I forgot to mention the whole guardianship application as he put it was so he could have say in any decision making on behalf of his children, which is hard as he doesn't communicate with me at all. His new girlfriend has sent me messages stating there will be no emails or anything sent to him from me. Then in the next message she says we need to communicate! I was like which is it?
He says he wants full access through mail, emails, phone or any electronic devices.

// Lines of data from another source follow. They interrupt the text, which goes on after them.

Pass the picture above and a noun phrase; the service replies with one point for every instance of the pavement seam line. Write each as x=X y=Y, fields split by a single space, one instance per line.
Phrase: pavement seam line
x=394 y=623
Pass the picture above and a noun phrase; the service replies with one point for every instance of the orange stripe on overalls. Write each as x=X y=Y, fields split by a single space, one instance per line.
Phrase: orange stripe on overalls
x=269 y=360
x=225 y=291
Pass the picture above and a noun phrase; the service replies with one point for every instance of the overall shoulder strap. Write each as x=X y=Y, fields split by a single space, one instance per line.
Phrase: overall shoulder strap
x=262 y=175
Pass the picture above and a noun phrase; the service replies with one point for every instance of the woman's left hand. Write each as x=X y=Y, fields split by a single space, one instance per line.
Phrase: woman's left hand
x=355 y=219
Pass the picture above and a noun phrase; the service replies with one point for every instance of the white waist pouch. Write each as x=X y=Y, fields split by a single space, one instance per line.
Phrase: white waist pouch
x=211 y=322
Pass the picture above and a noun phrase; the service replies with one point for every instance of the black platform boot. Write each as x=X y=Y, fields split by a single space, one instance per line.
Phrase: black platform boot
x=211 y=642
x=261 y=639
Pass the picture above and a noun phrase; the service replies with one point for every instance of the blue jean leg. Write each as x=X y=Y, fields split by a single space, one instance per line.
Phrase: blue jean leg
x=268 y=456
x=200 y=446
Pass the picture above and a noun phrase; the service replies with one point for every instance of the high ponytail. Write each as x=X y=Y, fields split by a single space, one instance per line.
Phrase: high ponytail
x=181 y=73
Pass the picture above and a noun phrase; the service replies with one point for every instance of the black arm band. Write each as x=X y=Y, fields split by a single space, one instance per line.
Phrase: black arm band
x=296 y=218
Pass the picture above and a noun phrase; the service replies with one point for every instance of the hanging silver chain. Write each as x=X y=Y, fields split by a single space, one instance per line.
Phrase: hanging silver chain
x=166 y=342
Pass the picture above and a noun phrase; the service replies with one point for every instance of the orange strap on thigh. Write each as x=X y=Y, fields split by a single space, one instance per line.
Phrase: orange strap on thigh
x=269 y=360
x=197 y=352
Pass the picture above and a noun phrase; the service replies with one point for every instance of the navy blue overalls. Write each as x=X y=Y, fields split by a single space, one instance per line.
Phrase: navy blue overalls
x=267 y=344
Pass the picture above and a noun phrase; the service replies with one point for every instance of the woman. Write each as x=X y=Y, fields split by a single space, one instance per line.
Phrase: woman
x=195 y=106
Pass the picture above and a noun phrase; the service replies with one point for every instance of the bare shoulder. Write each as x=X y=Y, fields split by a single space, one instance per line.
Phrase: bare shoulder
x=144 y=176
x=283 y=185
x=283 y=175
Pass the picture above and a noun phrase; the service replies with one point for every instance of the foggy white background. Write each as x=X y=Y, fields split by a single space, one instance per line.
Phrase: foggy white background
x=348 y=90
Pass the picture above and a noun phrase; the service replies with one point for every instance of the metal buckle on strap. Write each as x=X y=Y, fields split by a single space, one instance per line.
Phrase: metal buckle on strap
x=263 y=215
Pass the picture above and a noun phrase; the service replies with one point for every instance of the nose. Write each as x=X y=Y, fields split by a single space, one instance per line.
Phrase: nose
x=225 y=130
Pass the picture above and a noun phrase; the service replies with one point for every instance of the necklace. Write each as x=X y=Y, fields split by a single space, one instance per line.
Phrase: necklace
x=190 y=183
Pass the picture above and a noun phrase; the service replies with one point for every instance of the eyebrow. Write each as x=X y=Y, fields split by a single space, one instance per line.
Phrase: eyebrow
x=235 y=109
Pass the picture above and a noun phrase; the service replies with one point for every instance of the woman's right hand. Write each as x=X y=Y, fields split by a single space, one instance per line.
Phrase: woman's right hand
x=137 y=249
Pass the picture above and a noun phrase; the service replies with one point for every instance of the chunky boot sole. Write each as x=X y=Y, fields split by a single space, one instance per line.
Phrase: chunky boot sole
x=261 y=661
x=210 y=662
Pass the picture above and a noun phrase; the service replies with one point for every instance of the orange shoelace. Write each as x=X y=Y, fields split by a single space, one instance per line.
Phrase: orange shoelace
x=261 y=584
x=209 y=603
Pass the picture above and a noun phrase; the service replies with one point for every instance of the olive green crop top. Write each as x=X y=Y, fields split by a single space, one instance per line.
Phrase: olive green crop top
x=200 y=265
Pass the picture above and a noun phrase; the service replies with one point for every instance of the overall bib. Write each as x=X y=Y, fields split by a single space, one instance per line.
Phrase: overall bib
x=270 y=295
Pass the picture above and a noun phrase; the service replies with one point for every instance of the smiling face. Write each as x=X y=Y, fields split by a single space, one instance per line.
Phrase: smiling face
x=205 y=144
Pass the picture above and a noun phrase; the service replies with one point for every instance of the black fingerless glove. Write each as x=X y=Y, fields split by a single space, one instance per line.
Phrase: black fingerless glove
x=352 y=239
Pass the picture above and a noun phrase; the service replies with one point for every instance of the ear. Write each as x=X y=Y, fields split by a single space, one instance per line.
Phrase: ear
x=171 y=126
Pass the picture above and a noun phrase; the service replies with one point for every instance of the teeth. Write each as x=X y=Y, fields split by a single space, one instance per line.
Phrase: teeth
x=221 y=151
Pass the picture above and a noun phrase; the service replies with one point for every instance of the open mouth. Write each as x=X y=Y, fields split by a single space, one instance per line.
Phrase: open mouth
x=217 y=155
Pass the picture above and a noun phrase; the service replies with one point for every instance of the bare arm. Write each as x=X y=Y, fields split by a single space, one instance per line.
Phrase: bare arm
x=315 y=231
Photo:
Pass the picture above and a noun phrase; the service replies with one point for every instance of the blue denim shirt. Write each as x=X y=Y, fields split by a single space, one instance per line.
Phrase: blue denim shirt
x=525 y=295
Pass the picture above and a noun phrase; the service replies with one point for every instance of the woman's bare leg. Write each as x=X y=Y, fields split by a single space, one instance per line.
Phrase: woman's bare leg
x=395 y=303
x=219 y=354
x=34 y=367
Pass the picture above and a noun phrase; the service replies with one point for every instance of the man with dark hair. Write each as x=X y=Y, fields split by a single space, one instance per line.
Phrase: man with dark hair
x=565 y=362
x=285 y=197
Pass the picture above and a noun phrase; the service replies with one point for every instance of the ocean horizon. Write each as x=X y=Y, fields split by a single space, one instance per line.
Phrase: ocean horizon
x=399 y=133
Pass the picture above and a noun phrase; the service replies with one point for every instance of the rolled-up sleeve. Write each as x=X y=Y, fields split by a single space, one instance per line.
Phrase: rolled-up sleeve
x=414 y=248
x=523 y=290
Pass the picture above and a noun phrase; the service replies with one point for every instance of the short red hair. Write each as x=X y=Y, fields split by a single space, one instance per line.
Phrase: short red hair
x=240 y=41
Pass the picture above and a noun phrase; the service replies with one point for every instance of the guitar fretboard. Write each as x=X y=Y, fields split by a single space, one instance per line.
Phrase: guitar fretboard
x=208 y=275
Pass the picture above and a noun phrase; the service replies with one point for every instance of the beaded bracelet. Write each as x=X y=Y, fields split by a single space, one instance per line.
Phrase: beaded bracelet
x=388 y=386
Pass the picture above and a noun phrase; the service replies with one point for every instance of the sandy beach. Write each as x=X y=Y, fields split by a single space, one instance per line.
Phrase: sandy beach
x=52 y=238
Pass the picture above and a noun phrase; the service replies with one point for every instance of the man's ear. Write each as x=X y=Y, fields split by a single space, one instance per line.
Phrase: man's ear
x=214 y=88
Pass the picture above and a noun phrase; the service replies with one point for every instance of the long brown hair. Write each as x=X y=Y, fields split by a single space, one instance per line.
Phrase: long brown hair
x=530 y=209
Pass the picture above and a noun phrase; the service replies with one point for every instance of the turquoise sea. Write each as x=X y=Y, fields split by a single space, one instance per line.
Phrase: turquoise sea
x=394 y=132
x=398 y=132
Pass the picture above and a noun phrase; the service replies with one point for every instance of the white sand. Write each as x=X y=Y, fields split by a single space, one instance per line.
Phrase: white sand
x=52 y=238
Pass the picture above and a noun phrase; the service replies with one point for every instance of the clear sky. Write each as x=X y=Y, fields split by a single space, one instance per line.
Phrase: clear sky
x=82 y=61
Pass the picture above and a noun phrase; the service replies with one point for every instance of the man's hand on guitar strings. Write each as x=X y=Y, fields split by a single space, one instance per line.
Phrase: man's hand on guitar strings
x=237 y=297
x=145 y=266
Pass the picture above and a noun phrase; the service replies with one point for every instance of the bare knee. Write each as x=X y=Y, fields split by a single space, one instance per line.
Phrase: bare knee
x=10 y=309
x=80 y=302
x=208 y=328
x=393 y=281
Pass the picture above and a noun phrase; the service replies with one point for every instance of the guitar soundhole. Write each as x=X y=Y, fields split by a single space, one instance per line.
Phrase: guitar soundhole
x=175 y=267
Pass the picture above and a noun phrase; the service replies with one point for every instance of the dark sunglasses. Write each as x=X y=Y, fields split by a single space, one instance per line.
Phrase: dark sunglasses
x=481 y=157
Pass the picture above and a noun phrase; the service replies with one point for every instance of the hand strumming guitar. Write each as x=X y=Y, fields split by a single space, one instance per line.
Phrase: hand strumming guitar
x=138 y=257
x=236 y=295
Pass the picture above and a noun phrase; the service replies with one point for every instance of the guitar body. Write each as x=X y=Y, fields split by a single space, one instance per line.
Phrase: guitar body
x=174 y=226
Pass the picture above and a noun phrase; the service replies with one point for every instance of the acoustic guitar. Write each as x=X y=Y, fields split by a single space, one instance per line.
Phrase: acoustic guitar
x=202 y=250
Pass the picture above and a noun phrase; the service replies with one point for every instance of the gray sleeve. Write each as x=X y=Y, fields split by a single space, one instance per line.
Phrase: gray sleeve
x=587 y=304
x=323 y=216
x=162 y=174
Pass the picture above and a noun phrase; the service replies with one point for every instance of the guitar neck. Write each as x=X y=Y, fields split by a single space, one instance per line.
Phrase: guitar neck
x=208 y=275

It's tough for me as the mother to want my children to go through that. When I've done my best to be their stability. I just find it very selfish to want but not even give anything to them. I used to make excuses for him so my kids would be hurt as little as possible. Telling them he's a good dad, he misses them too and no matter what he loves them. But I know he's a grown man and makes his choices. My older kids know this and that's why they resent him. Passing messages through other people saying he misses them. It just doesn't cut it for them. Going from having a dad who really did love them, who was a good dad and was very active in their lives to not having a dad at all is hard for them.
Two of my children have had birthdays since and of course they were sad not hearing from their dad.
This is all new to me and I just don't know how to feel or what to expect. Just doing my best to remain positive.

Hey at least he responded!
You stand a good chance of getting child support. If he will leave you for another female then he is not good enough for you.
Sign for the baby? What country are you in?
Just because he asked to remain in the children's lives does not mean he will win.